Latencia, cuento de Eduardo Cerdán

 

 

Latencia

 

Eduardo Cerdán

 

Como mi esposa se alejó para saludarlo, yo me quedé con las correas de Maya y de Nico en la mano derecha mientras Adrián, nuestro hijo, me tomaba de la izquierda. Qué gorda se veía Isabel junto a ése que, intuí, era su alumno. Estábamos hartos: los perros mordían sus correas, Adrián quería sentarse y a mí me picaba la nuca por el sol. Isabel se notaba muy cómoda, hable y hable, y el otro parecía tenerle mucha confianza. Me mareé cuando me detuve en la cara del chavo. Los mismos rasgos de mi hijo: la frente amplia, lisa, acababa en unas cejas despeinadas como chinahuates; tenía los ojos grandes, ancha la nariz.

Adrián me jaló del brazo para pedirme una manzana acaramelada. Nada más pedía por pedir, me cae, porque nunca le han gustado, pero con tal de no necear, de evitarme un berrinche suyo, le dije que sí, que esperáramos a mamá porque ella traía el dinero.

Rodeado por mi hijo y los perros, me acerqué a Isabel para presionarla.

—Te presento a Arturo —me dijo ella—. Le di clases de Merca el año pasado y ya está terminando sus créditos. De hecho es mi asesorado, no tarda en recibirse.
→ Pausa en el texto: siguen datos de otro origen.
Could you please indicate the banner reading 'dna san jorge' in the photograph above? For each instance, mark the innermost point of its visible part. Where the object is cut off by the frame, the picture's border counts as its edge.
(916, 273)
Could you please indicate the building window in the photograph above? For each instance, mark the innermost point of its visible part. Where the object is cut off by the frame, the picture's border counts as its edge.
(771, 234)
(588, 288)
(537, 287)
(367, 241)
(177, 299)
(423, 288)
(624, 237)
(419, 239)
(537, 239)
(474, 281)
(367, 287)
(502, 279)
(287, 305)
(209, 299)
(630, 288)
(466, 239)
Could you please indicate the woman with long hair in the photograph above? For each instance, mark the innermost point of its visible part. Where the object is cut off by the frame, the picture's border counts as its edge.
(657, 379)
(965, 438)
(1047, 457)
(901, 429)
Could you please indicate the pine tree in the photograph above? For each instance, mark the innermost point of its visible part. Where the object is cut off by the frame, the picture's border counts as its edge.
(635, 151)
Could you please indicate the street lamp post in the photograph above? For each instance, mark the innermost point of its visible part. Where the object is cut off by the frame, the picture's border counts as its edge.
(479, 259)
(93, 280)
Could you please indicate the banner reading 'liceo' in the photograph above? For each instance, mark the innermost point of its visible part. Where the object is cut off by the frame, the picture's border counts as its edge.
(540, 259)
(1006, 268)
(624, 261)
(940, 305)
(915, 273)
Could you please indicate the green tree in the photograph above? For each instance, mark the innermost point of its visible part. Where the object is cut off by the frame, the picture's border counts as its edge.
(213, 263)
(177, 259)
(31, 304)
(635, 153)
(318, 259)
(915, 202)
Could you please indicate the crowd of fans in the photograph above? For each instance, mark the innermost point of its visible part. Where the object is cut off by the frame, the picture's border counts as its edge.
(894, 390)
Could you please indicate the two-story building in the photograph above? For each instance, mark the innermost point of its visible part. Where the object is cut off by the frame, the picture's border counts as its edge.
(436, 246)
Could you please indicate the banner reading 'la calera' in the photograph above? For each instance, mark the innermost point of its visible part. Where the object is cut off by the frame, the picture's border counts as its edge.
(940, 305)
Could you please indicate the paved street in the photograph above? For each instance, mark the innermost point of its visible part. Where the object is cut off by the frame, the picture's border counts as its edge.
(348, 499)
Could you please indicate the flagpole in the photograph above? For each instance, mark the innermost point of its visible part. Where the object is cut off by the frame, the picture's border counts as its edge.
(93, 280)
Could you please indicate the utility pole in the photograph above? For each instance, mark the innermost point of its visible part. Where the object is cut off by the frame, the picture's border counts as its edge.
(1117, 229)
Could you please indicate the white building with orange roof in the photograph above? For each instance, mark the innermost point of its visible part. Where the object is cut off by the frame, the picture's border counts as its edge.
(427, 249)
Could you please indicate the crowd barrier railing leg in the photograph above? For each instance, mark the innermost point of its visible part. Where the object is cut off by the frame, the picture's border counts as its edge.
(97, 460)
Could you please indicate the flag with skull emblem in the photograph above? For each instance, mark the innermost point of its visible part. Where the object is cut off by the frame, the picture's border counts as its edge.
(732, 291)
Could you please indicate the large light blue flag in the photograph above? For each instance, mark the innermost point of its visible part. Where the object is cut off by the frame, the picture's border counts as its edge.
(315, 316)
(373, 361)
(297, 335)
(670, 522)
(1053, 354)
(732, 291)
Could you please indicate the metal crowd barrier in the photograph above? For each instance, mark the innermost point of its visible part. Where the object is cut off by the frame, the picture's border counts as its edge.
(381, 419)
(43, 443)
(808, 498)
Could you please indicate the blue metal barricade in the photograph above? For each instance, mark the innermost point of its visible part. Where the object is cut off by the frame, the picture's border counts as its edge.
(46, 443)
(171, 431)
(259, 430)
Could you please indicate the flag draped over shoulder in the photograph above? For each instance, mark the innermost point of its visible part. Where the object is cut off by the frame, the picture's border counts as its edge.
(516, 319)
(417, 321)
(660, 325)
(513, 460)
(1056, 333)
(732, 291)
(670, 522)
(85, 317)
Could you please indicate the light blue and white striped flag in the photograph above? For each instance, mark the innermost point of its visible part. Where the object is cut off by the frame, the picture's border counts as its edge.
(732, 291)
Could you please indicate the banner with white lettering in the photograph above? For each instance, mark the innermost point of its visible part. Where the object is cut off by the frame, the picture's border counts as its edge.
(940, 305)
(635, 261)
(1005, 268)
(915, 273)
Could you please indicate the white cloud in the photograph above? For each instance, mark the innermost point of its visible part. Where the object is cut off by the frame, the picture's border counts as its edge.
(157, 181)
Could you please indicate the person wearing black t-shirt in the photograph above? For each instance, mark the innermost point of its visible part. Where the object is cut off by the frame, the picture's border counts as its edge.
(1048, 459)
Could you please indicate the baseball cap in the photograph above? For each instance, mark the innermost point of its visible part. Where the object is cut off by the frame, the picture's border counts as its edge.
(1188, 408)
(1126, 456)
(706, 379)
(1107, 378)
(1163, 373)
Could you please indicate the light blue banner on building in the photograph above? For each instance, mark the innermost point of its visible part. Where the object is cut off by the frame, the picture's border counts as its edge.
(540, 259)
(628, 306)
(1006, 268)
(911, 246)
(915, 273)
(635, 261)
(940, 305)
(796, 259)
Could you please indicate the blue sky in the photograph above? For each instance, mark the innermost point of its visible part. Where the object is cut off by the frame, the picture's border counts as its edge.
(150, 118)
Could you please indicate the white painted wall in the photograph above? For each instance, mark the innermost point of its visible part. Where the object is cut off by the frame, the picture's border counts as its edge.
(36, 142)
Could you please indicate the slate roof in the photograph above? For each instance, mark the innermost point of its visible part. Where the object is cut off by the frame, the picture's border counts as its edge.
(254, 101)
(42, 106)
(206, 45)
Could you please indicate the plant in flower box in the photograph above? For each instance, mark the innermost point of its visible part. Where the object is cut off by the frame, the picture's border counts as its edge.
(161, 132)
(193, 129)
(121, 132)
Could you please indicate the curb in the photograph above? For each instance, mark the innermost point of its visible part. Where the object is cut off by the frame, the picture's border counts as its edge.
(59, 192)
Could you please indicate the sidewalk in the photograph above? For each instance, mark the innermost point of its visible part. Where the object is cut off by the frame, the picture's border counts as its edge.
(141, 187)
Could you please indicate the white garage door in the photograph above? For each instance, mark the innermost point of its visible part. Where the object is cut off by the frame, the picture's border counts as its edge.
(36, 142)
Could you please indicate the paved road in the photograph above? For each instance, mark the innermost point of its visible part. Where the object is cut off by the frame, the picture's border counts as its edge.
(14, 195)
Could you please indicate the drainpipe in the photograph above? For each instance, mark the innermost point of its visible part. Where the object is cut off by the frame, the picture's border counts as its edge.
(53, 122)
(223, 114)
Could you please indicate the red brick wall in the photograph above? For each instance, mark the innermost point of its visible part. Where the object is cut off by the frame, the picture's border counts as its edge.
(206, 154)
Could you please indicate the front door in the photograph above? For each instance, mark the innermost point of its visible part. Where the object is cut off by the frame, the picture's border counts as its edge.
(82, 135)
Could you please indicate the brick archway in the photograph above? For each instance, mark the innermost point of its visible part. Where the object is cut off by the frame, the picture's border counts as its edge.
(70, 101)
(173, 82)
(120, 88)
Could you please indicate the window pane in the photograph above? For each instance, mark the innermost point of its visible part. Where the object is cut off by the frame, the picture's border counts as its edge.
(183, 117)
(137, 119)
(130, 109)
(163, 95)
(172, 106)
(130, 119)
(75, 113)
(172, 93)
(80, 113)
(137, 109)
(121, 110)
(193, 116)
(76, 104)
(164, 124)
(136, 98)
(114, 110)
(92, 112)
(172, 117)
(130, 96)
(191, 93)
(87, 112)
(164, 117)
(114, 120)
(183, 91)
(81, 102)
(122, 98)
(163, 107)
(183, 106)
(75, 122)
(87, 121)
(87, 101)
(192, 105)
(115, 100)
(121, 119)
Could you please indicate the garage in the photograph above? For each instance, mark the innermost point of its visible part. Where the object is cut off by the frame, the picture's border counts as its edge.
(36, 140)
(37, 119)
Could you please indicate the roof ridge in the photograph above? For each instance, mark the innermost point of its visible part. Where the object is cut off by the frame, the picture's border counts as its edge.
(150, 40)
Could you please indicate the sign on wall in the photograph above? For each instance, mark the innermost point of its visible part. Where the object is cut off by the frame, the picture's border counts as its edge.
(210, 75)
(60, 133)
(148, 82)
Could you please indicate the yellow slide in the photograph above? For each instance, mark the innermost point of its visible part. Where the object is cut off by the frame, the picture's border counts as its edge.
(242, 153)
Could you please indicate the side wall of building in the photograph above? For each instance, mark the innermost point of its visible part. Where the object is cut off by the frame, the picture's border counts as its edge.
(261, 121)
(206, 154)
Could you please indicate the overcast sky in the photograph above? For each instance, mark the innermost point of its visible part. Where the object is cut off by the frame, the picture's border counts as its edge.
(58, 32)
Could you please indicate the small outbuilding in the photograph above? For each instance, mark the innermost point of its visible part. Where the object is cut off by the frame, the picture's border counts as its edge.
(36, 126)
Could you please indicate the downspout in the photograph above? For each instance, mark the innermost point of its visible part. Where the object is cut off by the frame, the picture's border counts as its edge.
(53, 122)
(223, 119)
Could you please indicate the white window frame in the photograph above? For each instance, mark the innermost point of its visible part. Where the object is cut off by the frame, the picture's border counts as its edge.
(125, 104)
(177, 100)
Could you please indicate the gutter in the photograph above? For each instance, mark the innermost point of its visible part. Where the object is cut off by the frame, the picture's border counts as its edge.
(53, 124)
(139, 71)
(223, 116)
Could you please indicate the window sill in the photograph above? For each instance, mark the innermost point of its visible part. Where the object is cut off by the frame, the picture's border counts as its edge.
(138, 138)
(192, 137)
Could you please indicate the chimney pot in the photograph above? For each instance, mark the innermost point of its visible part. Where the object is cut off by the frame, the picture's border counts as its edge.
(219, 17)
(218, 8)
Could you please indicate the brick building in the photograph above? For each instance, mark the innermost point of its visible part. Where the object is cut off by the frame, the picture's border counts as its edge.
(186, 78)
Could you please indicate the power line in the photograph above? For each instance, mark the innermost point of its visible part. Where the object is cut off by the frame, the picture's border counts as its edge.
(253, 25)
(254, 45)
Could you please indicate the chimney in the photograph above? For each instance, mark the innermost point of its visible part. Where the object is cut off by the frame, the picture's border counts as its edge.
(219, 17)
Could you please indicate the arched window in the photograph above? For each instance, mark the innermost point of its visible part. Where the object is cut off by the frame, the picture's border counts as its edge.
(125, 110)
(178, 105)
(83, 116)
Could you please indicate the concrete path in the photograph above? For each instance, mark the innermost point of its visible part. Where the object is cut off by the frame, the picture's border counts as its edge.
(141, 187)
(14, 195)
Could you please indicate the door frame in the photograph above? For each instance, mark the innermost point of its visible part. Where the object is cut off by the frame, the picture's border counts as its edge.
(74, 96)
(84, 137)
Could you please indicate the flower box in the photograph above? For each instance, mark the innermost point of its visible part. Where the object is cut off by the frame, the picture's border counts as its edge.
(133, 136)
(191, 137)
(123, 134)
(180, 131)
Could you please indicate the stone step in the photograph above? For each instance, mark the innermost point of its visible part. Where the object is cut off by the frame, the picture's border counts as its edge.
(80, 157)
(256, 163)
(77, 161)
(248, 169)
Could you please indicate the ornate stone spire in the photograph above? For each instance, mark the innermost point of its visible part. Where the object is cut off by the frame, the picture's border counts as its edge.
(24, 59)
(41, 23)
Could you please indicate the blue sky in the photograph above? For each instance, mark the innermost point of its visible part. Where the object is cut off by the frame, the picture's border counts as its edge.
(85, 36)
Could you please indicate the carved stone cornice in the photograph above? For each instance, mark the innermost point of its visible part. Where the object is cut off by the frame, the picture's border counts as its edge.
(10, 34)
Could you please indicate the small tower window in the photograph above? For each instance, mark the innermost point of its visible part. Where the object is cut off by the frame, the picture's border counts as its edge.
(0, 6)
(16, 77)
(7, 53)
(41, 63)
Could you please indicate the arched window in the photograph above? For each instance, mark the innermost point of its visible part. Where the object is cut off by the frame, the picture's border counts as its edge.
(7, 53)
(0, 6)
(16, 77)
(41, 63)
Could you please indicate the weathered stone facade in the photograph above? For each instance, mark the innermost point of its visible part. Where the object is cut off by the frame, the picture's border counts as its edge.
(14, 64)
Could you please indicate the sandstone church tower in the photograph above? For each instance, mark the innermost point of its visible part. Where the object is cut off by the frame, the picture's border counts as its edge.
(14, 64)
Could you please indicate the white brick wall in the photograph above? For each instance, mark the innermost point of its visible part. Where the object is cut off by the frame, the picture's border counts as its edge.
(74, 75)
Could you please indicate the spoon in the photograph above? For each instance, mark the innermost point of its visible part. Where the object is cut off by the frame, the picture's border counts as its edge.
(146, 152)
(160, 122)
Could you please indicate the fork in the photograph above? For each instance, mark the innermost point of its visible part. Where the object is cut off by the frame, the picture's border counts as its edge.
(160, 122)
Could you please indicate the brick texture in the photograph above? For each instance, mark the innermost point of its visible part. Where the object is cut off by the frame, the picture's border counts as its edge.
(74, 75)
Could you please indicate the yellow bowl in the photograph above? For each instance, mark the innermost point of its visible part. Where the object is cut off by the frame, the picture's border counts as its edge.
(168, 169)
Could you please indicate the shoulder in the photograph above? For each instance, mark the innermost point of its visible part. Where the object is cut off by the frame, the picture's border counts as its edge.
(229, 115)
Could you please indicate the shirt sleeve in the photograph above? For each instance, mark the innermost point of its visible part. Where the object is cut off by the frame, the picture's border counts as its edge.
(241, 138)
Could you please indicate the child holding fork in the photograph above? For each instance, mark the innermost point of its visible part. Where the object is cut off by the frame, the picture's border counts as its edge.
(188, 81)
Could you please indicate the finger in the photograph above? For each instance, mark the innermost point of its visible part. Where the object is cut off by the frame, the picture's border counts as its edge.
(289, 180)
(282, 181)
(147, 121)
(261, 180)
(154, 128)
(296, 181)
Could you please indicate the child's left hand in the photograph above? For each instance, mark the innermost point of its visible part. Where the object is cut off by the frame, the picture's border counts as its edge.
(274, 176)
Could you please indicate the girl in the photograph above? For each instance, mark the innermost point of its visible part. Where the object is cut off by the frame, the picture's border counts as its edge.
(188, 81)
Miré del alumno a mi hijo y de mi hijo al alumno. De veras se parecían. En eso, Arturo me tendió la mano toda sudada.

—Él es Diego, mi esposo —continuó Isabel.

—Mucho gusto, señor.

¿«Señor»? ¿Con qué derecho, güey?

—Y mi hijo Adrián. Cinco años ya, bien rápido —siguió ella—. Saluda, mi amor… Ay, no quiere… Y ellos son Maya y Nico, nuestros perritos rescatados. Decimos que son esposos, ¿verdad? —se dirigió a mí—. Los encontramos casi al mismo tiempo y tuvimos que quedarnos con ellos porque nadie quiere adoptar perros de su edad.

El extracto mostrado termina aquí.